Mi primer acercamiento a Samuel Bellow se lo debo a Verónica, una excelente amiga, a quien no veo en años y de la que puedo decir que es una de las lectoras más voraces que conozco. 
Ocurrió a fines de 1999. 
Acabábamos de salir del Cine Club del BCR, en donde habíamos visto una película de Buñuel (¿acaso Él?).
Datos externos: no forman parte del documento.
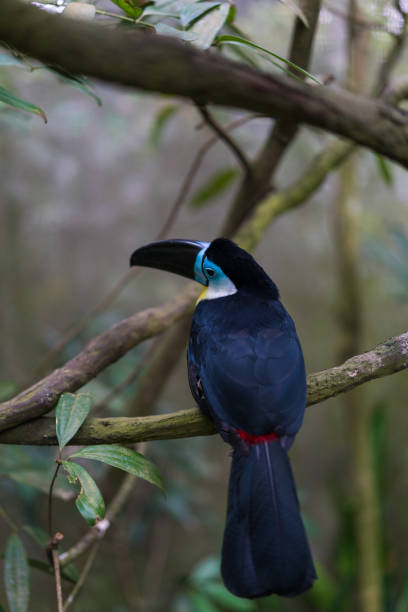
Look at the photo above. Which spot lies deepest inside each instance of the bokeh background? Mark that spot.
(78, 195)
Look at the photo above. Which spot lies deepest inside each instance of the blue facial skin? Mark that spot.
(212, 276)
(199, 275)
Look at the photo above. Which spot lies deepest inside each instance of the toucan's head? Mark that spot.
(220, 265)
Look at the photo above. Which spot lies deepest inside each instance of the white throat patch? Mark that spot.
(218, 289)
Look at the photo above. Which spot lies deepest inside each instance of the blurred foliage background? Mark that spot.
(78, 195)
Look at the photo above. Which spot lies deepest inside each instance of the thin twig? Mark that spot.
(50, 494)
(83, 576)
(117, 289)
(9, 521)
(222, 134)
(115, 15)
(56, 564)
(97, 532)
(384, 359)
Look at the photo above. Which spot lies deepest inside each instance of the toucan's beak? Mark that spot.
(179, 256)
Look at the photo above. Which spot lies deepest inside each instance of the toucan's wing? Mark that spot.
(254, 378)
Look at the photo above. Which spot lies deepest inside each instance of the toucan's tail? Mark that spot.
(265, 549)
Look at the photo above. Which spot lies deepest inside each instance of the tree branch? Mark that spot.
(114, 343)
(102, 351)
(385, 359)
(158, 63)
(223, 135)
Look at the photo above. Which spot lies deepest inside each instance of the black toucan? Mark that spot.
(246, 372)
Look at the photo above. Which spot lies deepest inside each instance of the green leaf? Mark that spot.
(225, 599)
(16, 575)
(293, 6)
(160, 121)
(89, 501)
(191, 12)
(205, 570)
(129, 7)
(163, 28)
(125, 459)
(10, 60)
(208, 26)
(8, 98)
(83, 85)
(237, 40)
(384, 170)
(201, 603)
(216, 185)
(72, 410)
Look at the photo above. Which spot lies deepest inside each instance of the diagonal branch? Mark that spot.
(223, 135)
(158, 63)
(383, 360)
(114, 343)
(103, 350)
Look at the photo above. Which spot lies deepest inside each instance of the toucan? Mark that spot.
(246, 372)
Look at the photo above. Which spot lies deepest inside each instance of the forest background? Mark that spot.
(116, 167)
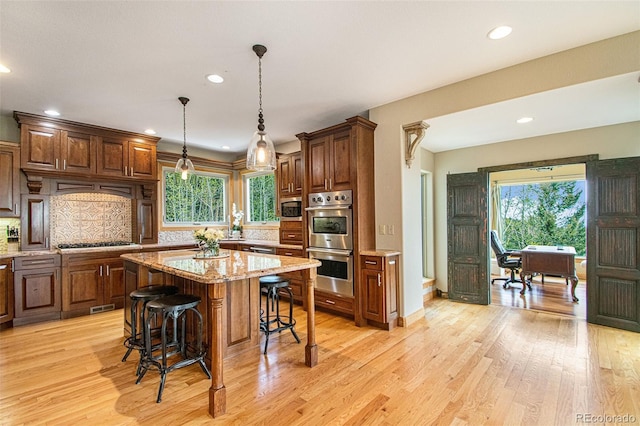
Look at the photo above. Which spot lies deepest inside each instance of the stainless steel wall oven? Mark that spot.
(330, 226)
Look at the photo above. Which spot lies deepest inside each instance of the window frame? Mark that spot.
(224, 175)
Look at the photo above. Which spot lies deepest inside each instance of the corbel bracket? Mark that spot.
(413, 135)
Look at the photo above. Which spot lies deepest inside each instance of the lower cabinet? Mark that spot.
(37, 289)
(91, 284)
(379, 286)
(6, 290)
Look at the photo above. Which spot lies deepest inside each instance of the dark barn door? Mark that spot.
(613, 243)
(467, 257)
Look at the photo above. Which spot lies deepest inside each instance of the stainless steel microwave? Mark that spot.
(291, 209)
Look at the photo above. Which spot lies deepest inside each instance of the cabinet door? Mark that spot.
(318, 167)
(34, 221)
(40, 148)
(6, 290)
(9, 181)
(78, 152)
(142, 160)
(37, 291)
(113, 157)
(113, 280)
(82, 286)
(374, 295)
(340, 159)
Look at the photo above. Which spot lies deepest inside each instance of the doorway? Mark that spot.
(521, 201)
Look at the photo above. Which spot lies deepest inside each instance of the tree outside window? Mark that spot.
(199, 199)
(550, 213)
(261, 197)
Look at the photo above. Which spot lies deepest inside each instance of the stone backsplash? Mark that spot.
(88, 217)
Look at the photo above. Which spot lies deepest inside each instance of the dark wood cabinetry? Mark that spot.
(9, 180)
(37, 289)
(290, 175)
(379, 284)
(6, 290)
(92, 283)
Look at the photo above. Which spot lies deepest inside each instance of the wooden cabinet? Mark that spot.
(379, 284)
(92, 283)
(291, 232)
(290, 175)
(9, 180)
(121, 157)
(34, 222)
(37, 288)
(6, 290)
(58, 147)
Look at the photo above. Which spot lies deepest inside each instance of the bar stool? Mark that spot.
(139, 300)
(172, 342)
(271, 285)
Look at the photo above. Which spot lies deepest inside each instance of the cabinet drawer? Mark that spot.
(372, 262)
(35, 262)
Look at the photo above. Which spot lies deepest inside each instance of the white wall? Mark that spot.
(398, 187)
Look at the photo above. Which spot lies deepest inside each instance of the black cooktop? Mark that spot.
(96, 244)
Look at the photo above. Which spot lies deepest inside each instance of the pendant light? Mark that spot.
(261, 154)
(184, 166)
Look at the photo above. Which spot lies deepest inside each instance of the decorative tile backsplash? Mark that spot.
(88, 217)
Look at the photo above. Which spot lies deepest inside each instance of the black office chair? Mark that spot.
(505, 260)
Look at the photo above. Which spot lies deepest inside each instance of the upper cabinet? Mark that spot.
(290, 175)
(59, 147)
(9, 180)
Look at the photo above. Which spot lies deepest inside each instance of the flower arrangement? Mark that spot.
(237, 217)
(209, 240)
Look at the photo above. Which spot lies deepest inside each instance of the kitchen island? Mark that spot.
(230, 291)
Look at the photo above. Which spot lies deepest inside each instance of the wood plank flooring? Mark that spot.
(462, 364)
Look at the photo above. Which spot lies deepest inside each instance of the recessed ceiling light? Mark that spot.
(215, 78)
(499, 32)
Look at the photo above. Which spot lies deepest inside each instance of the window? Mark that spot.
(260, 190)
(201, 199)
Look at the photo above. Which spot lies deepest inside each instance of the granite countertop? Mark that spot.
(231, 265)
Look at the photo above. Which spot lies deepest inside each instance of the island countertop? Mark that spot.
(231, 265)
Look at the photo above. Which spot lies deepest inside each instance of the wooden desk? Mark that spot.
(554, 260)
(230, 291)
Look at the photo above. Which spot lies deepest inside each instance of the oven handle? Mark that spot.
(344, 207)
(336, 252)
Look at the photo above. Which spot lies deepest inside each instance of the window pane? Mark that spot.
(261, 198)
(199, 199)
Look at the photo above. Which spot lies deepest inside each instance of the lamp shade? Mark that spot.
(261, 154)
(184, 166)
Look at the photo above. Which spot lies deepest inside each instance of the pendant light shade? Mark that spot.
(184, 166)
(261, 154)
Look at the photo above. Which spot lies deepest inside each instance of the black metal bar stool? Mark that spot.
(271, 285)
(139, 300)
(172, 309)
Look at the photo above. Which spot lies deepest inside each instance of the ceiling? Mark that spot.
(123, 64)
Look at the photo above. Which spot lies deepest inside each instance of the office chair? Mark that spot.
(505, 260)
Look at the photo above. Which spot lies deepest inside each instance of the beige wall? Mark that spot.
(399, 186)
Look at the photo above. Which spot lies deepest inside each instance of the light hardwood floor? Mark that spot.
(462, 364)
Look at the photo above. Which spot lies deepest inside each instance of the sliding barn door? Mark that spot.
(613, 243)
(467, 257)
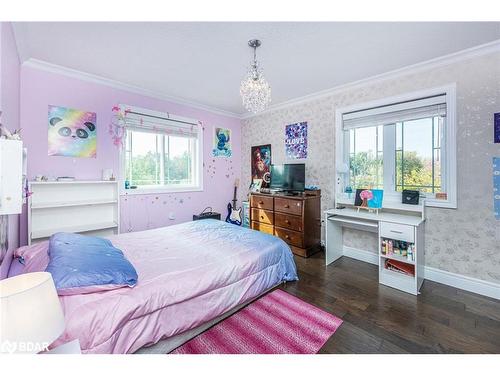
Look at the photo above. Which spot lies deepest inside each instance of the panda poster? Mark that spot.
(222, 143)
(296, 140)
(72, 132)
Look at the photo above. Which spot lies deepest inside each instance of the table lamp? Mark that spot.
(31, 317)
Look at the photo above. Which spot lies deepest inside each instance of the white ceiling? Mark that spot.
(205, 62)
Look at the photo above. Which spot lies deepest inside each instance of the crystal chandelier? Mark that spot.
(255, 90)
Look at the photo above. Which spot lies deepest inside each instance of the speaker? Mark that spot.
(410, 196)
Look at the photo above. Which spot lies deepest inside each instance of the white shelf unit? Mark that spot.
(410, 234)
(90, 207)
(395, 221)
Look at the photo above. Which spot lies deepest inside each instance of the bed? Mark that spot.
(190, 276)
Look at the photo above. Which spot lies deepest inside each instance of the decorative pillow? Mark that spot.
(83, 264)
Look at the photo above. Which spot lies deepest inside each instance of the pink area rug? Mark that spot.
(277, 323)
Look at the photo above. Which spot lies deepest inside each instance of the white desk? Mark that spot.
(406, 227)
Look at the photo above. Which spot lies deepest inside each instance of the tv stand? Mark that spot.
(295, 218)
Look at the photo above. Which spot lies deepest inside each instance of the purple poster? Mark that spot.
(496, 125)
(296, 140)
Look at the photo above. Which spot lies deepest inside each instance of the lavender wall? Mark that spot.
(9, 100)
(41, 88)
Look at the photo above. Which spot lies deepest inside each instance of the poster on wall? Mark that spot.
(496, 127)
(296, 140)
(261, 164)
(496, 187)
(222, 143)
(72, 132)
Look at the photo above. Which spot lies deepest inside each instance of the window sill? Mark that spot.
(147, 191)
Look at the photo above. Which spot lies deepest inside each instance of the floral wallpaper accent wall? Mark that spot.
(465, 240)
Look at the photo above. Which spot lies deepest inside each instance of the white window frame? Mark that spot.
(449, 145)
(197, 162)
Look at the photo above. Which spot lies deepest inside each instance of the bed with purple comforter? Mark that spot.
(188, 274)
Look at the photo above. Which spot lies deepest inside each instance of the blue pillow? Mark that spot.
(83, 264)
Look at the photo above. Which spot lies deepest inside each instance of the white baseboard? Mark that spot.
(470, 284)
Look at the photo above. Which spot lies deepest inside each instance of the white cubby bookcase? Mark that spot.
(80, 206)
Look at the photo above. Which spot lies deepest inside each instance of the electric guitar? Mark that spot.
(234, 214)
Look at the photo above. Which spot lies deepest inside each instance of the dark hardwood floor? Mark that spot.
(379, 319)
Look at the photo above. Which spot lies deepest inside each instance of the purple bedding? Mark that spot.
(188, 274)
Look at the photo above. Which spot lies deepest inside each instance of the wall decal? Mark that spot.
(71, 132)
(261, 164)
(496, 127)
(222, 143)
(496, 187)
(296, 140)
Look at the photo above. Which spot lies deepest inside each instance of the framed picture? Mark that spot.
(71, 132)
(296, 140)
(256, 185)
(369, 198)
(261, 164)
(222, 143)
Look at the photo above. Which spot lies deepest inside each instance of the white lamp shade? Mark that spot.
(31, 315)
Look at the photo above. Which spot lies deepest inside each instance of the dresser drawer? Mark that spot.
(288, 221)
(289, 236)
(266, 228)
(258, 201)
(263, 216)
(290, 206)
(395, 231)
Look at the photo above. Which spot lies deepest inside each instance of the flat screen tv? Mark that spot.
(288, 177)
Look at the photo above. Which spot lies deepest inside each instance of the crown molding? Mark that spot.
(467, 54)
(88, 77)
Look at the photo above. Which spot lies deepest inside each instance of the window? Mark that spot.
(161, 154)
(397, 145)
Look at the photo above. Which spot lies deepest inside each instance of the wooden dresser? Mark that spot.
(294, 219)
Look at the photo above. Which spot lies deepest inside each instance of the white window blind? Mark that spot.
(390, 114)
(160, 123)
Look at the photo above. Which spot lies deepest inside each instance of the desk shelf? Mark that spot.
(399, 258)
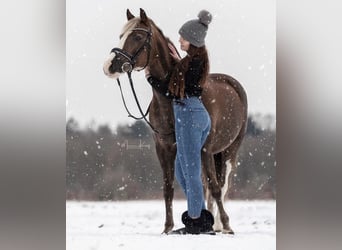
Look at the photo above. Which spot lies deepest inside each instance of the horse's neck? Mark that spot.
(160, 59)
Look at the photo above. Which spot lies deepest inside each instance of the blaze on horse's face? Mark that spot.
(134, 42)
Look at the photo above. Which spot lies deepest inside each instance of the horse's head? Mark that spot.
(134, 47)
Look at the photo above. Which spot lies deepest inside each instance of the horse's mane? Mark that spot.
(162, 46)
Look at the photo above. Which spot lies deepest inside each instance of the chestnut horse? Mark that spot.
(143, 44)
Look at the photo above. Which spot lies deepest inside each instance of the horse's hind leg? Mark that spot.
(166, 158)
(215, 188)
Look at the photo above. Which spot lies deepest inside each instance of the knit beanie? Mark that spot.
(195, 30)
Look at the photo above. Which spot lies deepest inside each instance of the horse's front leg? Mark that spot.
(166, 155)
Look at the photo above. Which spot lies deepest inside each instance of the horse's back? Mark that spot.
(226, 102)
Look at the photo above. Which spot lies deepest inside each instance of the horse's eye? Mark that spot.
(137, 37)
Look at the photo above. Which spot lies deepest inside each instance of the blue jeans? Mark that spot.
(192, 126)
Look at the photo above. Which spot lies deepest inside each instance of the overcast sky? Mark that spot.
(241, 41)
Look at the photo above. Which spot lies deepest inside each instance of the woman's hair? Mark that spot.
(177, 83)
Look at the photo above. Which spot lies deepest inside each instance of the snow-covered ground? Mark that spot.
(138, 225)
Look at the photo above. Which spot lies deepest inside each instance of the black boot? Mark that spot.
(201, 225)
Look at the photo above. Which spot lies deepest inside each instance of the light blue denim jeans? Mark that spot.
(192, 126)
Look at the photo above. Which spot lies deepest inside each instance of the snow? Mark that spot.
(133, 225)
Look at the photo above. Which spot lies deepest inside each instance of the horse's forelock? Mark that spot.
(127, 30)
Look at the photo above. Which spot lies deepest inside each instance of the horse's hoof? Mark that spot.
(228, 231)
(167, 230)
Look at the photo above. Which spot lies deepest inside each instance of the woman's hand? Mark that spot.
(174, 53)
(147, 72)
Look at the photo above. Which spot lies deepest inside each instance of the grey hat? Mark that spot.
(195, 30)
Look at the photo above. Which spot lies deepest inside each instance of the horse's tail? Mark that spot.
(231, 152)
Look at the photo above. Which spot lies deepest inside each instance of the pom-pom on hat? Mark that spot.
(195, 30)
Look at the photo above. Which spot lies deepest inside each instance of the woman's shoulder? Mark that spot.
(196, 61)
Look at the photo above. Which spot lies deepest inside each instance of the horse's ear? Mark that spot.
(143, 16)
(129, 15)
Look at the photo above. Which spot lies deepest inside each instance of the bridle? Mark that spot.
(127, 67)
(131, 59)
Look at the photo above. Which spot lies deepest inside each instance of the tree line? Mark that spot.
(102, 164)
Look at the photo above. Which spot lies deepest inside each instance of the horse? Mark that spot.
(143, 44)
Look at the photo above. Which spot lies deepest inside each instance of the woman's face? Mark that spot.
(184, 44)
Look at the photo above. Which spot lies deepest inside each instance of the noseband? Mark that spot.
(132, 59)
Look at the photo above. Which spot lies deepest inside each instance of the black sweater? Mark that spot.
(192, 78)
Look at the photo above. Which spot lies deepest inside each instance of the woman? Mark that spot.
(192, 121)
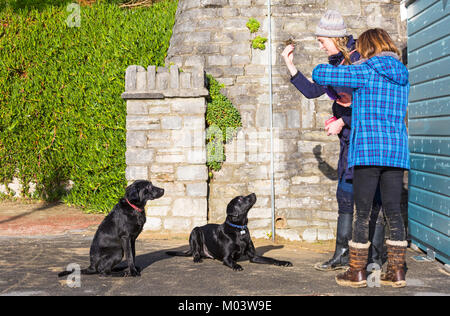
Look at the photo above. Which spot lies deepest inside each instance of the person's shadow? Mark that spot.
(323, 166)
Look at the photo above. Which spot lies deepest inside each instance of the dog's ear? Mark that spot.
(232, 207)
(132, 193)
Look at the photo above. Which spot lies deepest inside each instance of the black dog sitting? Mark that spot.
(117, 233)
(229, 241)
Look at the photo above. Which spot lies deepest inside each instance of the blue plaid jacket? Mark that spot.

Teníamos hambre y la llevé a una sanguchería ubicada en Camaná, frente a lo que hoy es el SISOL. Pero en el trayecto ella me dijo que no podía ir, porque acababa de acordarse que tenía que dirigirse a una reunión familiar. 
Nos despedimos sin antes preguntarme si ya había leído a Bellow. Le dije que no. Y ella me lanzó una frase letal: “no puedo acompañarte al cine si no has leído a Bellow”. 
Claro, esa frase es demasiado posera, y la posería se acepta en los lectores cuando atravesamos y cimentamos nuestra etapa de fagocitadores de novelas. 
Memorice el nombre del escritor mientras daba cuenta de una nutritiva hamburguesa de carme hecha en casa. 
Al día siguiente, en la Sala Estuardo Núñez de la Biblioteca Nacional, pasé una tarde entera leyendo Herzog, una excelente novela del Premio Nobel de Literatura de 1976. 
Por años decía que Bellow era el Papá. 
Y ahora vuelvo a reafirmar esa impresión juvenil. 
Bellow sigue siendo el Papá. 
Un par de semanas atrás, caminaba en la noche por Espinar. En esta avenida encontramos uno de los locales de la librería Ibero. En lo personal, no suelo entrar a Ibero, pero lo hice para confirmar una volada que me incumbía: que un mandamás que a las justas ha leído 30 libros en su vida ha prohibido mi ingreso a cualquier local de esta cadena de librerías, a razón de un post en el que hablaba de la inauguración del Ibero de Larcomar, del que no es nada fácil deducir que es soberano fracaso comercial. 
No pasó nada, más bien me figuré como un fantasma. Y me sentí mal, porque tenía la esperanza de cruzarme con este mandamás y así escuelearlo en cómo debería marcarse un catálogo. Habré estado no más de quince minutos en la librería, concentrado en los autores norteamericanos, cuando reparé en los lomos de los títulos de Bellow. 
Y recordé, me transporté en el tiempo a esa época en la que pasaba cerca de doce horas leyendo en la Biblioteca Nacional. 
Regresé a casa lo más pronto que pude y busqué cualquier título de Bellow. 
El azar me deparó lo mejor: encontré El legado de Humboldt
Novelón. 
Novela monumental. 
Si eres escritor y te dedicas a la novela y sientes que algo cae en tu respiro narrativo, pues pregúntate si has leído esta novela de Bellow, si te has atrevido a hojearla aunque sea. No tengo la más mínima duda: aquí se te presentan recursos contra los baches narrativos, tendrás salidas canalizadas en la magia de una prosa digna de la compleja sencillez. 
Obviamente, lee esta novela como quien saborea, despacio, y lee entre líneas, aprende sin aprender. 
Pero si tienes la suerte de no ser escritor y has optado por la felicidad del lector, pues sácale provecho a este lujo de la vida y visita (o revisita) esta obra maestra de uno de los más grandes narradores del siglo XX.

1 Comentarios:

Anonymous Anónimo dijo...

He preguntado en algunas librerías (Crisol, Sur, Communitas)por la edición de Debolsillo, y nada. ¿La tendrán en Selecta?

10:55 a.m.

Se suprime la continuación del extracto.